Zeta Mensae

Observation data Epoch J2000.0 Equinox J2000.0 (ICRS)
- Constellation: Mensa
- Right ascension: 06^{h} 40^{m} 02.89197^{s}
- Declination: −80° 48′ 48.9391″
- Apparent magnitude (V): +5.64

Characteristics
- Spectral type: A5 III
- U−B color index: +0.15
- B−V color index: +0.20

Astrometry
- Radial velocity (R_{v}): +7.0±7.4 km/s
- Proper motion (μ): RA: −4.801 mas/yr Dec.: +53.158 mas/yr
- Parallax (π): 8.2879±0.0870 mas
- Distance: 394 ± 4 ly (121 ± 1 pc)
- Absolute magnitude (M_{V}): +0.09

Details
- Radius: 4.65±0.27 R_{☉}
- Luminosity: 66.39±0.86 L_{☉}
- Temperature: 7,555±43 K
- Rotational velocity (v sin i): 200 km/s
- Other designations: ζ Men, CPD−80°196, FK5 264, HD 50506, HIP 31897, HR 2559, SAO 258451

Database references
- SIMBAD: data

= Zeta Mensae =

Star in the constellation Mensa

Zeta Mensae, Latinized from ζ Mensae, is a solitary, white-hued star in the southern constellation of Mensa. It is faintly visible to the naked eye, having an apparent visual magnitude of +5.64. Based upon an annual parallax shift of 8.2879 mas as seen from GAIA, it is located around 394 light years from the Sun. At that distance, the visual magnitude is diminished by an extinction factor of 0.088 due to interstellar dust. Eggen (1995) listed it as a proper motion candidate for membership in the IC 2391 supercluster.
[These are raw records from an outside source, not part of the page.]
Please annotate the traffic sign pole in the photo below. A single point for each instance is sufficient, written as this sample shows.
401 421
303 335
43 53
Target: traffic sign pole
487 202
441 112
The stellar classification of A5 III suggests this is an A-type giant star. It is spinning rapidly, showing a projected rotational velocity of 200 km/s, giving the star an oblate shape with an equatorial bulge that is an estimated 26% larger than the polar radius. The star is radiating about 69 times the Sun's luminosity from its photosphere at an effective temperature of around 7,555 K. It displays a faint infrared excess at a wavelength of 18μm, indicating that it is being orbited by a debris disk.